This complex ensemble, finely executed, consists in two flattened cone recipients sculpted on an eight-shaped stand with protruding edges, joined together on the side by parallel partitions adorned with deep flutes, creating a smaller third cavity. Richly adorned with chevrons, the pyxides themselves take us back to the Early Cycladic I pottery. The horizontally striated feet, each pair of which is linked to the back of the stand with relief struts, have been introduced in the Early Cycladic II and appear on other complex vessels.
The entire surface of the Barbier-Mueller example is adorned with straight patterns. We assume that the missing lid was too. A few similar vessels were executed in marble but they were adorned with simple circular parallel grooves. With its brittle crystalline structure, marble was not suited for motif sculpture – at least with ancient tools, and without using a gauge necessary to start the grooves. Conversely, green schist, of a grey or dark green color, is a tender compact stone, in which one could easily carve curved patterns.
I tend to believe that the first vessels executed in chlorite were adorned with straight motifs, while more elaborate ones, decorated with fine spiral interlace, appeared a little later. I also like the idea that a great many of these vessels, and all the finest specimens, including the Barbier-Mueller piece, are the work of the same talented, patient, dynamic and meticulous sculptor.

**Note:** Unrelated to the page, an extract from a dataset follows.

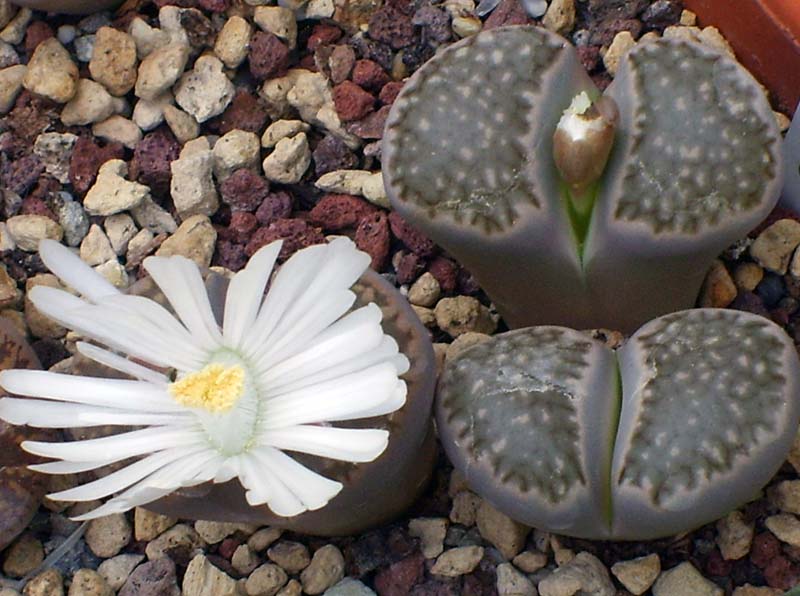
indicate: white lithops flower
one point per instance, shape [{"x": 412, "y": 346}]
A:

The indicated provenance of the double pyxis – Keros – is probably accurate, and I believe it was executed in Naxos. A simple pyxis sitting on the same kind of elongated stand, with a lid probably similar to the one missing on the double pyxis, was found in Naxos. A lid with a similar shape and few remains of the body of a similar pyxis were also excavated in Naxos. On the enigmatic Keros site, archaeologists found few fragments of one or several chlorite vessels, and the same art dealer that provided the Barbier-Mueller double pyxis gave a similar fragment to the Louvre Museum. The site suggested for the Louvre Museum fragment was also Keros [1].
Published in: Zimmermann 1993, p. 61 and 138 (n° 13).
[1] About the green schist vessels, see Getz-Gentle 1996, p. 185, 190-204. About Keros and the objects supposedly found there, see Getz-Gentle, AJA, III, n°2, 2008 (to be published).